As snug as a bug in… your smoke alarm

A microphone is hidden inside a USB charger, a camera is inside a pen, a tracking device is in a portable charger, and a listening device is inside a plug adaptor. These all sound like gadgets from a James Bond movie. Still, they are a small sample of the surveillance equipment (bugs) that the team at speciality security investigations agency Valkyrie have discovered during numerous Technical Surveillance Countermeasure (TSCM) inspections – commonly known as ‘bug sweeps’.

There is an increasing number of reports in the press concerning the discovery of surveillance equipment and bugs in private spaces: hotels and holiday rentals, for example. These reports are just a small sample of what we at Valkyrie have noticed as a growing security trend over the last few years, and, in fact, does not take the number of private incidents in residential properties and offices into account, where we are often called for TSCM tasks. The intrusive nature of these devices, which are increasingly easy to purchase and deploy —and which offer a minimal risk and high reward for culprits, without the need for extensive technical expertise —means the problem is only likely to get worse.

The proliferation of ‘bugs’ 

The commercialisation of ‘bugs’ over the last few years is best demonstrated by the fact they are readily available on Amazon. A basic search will identify hidden cameras that can be deployed in any number of devices, including smoke alarms, alarm clocks or USB chargers. If you have Amazon Prime you can even get these delivered to your house via ‘next day’ delivery. Developments in technology and concerns over personal security may explain the explosion in demand for these types of products.

Many of the devices available are described as being for ‘security, anti-theft and evidence collection’ purposes; in other words, to monitor employees including cleaners or nannies. However, as with all technology, these products are often being used for malicious means. The public availability, alongside advances in technology, means that these devices are also simple to use. There is no need for a technical background, and they can be easily deployed without a targets knowledge and then monitored from a distance.

Leverage and corporate espionage

This minimal-risk, high-reward scenario means these bugs and devices are ideal for criminals or those looking to obtain a competitive advantage in the world of business. The margins in business are so fine that having access to a competitor’s intellectual property, or sensitive information relating to business deals such as mergers or acquisitions, can be worth millions of pounds. Key rooms such as boardrooms, in which sensitive information is often discussed, are so very often left unattended and unsecured when not in use, with staff and third-party contractors often allowed unrestricted access.

Devices can be easily deployed and left dormant, only being activated when they become necessary. In our experience at Valkyrie’s TSCM team, these devices are also being used to get an advantage in domestic disputes such as divorce proceedings, with partners deploying the devices in the family home as means to ‘spy’ on former partners or illicit information that will be helpful in the proceedings.

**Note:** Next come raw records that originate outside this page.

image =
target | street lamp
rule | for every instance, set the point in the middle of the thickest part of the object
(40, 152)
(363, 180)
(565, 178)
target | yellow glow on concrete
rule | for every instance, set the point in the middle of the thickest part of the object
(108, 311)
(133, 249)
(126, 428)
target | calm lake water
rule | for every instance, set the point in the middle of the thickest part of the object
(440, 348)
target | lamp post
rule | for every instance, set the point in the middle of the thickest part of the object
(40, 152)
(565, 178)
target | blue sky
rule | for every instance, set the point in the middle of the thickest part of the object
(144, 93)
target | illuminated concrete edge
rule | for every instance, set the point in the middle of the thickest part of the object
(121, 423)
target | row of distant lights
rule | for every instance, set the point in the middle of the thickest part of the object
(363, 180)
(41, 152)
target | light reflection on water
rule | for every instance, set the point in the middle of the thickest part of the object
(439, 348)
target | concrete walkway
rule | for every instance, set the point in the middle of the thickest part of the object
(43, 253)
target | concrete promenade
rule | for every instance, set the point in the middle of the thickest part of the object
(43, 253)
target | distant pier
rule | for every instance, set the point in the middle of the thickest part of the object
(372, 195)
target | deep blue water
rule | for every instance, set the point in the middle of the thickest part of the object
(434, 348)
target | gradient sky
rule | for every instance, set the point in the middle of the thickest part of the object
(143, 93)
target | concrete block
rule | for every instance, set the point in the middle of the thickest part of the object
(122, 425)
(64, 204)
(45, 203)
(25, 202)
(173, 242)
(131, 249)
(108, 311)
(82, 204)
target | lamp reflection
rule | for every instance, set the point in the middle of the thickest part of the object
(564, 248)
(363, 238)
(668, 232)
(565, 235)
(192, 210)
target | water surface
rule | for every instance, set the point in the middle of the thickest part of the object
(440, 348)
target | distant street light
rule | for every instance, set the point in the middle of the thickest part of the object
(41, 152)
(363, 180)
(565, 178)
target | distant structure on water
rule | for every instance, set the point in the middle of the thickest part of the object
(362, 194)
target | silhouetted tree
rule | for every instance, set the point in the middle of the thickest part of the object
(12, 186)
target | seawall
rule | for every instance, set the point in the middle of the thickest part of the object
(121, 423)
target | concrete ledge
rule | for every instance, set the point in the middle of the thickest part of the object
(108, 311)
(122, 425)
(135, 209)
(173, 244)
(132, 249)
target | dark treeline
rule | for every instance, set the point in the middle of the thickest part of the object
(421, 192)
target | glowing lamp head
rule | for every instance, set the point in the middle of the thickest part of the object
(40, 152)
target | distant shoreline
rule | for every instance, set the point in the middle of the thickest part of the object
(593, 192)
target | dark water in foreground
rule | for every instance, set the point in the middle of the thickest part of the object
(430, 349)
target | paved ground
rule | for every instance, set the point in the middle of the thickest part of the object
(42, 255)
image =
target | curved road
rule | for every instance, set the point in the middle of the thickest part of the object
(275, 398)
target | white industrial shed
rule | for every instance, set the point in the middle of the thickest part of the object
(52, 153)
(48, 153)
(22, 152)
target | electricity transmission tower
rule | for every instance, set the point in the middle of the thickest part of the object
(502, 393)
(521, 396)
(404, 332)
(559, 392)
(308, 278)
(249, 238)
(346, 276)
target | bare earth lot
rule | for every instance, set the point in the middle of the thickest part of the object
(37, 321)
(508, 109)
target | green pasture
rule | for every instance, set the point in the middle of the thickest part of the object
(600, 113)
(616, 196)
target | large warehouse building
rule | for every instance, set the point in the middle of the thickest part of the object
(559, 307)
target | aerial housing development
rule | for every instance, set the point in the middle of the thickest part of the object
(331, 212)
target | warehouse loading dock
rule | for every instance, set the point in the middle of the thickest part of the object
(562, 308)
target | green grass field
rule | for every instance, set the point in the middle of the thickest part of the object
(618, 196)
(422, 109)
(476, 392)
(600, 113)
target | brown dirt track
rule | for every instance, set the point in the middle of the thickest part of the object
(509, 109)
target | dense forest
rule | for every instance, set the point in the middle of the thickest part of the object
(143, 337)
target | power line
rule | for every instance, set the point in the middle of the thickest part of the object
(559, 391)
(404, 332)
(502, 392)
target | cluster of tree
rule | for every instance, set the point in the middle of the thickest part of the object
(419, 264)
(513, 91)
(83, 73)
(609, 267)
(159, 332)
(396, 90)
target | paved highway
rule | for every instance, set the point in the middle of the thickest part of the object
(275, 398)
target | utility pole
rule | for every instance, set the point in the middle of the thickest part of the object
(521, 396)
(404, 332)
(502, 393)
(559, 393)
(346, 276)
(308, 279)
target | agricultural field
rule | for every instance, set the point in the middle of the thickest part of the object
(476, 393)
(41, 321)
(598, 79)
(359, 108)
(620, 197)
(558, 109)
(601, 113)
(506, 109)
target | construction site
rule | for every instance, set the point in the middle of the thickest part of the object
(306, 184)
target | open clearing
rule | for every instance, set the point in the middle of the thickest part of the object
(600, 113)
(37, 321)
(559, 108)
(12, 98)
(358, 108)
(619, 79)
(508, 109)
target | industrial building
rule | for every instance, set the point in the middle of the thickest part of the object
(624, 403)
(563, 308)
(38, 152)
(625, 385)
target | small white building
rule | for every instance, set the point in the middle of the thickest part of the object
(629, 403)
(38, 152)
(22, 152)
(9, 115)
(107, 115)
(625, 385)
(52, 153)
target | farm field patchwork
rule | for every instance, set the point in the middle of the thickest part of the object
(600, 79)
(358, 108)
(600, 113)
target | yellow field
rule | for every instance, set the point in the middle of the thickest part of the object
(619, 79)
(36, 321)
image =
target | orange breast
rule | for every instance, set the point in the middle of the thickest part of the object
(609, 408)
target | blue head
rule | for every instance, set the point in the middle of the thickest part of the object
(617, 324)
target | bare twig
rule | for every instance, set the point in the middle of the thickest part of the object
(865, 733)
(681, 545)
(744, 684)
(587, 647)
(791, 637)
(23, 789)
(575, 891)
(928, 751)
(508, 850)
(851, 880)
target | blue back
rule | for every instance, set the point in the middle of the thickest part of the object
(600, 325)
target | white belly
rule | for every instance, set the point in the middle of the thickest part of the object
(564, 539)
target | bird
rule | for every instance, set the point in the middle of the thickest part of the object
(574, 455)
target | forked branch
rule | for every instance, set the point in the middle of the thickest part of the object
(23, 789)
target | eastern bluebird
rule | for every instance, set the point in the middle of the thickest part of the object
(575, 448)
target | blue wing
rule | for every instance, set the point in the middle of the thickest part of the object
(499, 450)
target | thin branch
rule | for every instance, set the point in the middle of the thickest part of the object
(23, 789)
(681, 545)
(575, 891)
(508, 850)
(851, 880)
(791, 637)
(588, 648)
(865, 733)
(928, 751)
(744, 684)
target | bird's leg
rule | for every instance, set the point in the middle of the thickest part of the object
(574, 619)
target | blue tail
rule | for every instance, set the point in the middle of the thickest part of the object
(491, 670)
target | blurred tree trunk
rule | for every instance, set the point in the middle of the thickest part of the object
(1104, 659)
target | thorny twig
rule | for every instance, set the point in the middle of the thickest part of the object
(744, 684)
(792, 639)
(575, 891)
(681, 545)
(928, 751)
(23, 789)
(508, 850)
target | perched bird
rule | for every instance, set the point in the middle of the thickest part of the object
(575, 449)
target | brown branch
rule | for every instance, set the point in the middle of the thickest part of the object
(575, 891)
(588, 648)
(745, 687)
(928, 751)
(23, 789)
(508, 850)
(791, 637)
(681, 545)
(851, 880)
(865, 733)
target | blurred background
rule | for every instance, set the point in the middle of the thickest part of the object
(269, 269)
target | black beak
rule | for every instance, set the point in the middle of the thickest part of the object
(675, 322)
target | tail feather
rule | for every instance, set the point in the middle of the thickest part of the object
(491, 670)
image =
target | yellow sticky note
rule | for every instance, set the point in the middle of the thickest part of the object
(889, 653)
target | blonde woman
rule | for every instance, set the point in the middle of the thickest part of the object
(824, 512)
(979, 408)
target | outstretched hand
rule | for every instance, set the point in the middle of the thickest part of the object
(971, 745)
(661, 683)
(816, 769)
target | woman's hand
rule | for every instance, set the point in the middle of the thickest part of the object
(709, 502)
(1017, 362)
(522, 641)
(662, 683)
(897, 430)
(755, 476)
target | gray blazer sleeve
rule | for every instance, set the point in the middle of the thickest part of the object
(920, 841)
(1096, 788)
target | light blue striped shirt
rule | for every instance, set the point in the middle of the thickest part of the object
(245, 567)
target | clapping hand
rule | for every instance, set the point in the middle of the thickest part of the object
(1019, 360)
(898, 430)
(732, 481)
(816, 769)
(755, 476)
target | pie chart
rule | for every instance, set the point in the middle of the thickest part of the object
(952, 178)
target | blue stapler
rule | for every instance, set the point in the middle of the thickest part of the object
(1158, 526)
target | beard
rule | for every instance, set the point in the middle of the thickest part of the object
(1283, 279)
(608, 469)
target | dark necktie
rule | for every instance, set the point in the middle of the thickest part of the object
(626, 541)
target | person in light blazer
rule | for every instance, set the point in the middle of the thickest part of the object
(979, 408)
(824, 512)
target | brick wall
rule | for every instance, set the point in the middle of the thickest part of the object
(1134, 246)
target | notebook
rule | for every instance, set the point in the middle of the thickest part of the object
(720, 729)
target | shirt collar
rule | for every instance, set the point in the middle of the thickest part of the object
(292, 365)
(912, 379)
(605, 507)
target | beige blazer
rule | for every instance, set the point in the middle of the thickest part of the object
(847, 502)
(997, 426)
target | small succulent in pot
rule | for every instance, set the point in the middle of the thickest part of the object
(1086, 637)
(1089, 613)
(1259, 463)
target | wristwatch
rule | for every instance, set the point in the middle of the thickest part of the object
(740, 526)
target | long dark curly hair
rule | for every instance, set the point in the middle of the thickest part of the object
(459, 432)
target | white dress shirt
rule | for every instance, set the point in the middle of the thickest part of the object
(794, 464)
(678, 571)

How bugs can lead to extortion

Naturally, these bugs are also being utilised for the purposes of extortion, whether as part of a targeted attack or as part of a wider campaign. In the latter scenario, the device is deployed in the hope that it will capture anything of ‘value’ during a specific period. The media recently reported an incident involving a hidden camera in an Airbnb; the reasons for its use in that particular case were unclear, but it demonstrates a widespread problem with reports of surveillance equipment being found in bathrooms, bedrooms, and communal spaces.

In contrast to our home or offices, these are transient places and so the opportunity to secure them is limited. The issue is compounded by the fact that we often visit these places at a time when we let our guard down or are in locations outside our comfort zone, meaning we are already slightly exposed. In response, Valkyrie’s clients are increasingly requesting advice around securing themselves physically and digitally while they are travelling; in these circumstances we advise the use of a travel TSCM bug-sweeping kit, which, with the proper training, can give peace of mind that a location is secure.

Actions and TSCM

So, what can be done in response to this trend? Valkyrie recommends the following:

  1. Awareness — knowing the threat exists, that these devices are out there and how they can be deployed against you, is the first step in protecting yourself.
  2. Training — for yourself and employees, to recognise how bugs and devices may be deployed and your information exploited.
  3. Policies and procedures — ensure these are in place to reduce the opportunity for hostile actors to access your location or deploy devices.
  4. Inspections — regular TSCM inspections to give peace of mind that you are operating in a secure environment. If you are travelling at short notice, then there are alternative solutions, such as a travel kit, which can help.

These threats are not the stuff of Hollywood make-believe, nor are they a thing of the future. Surveillance devices are here and are readily available at a low cost for malicious actors. It is essential to arm yourself with the right knowledge and security to mitigate the risks of you — or your data — being exploited.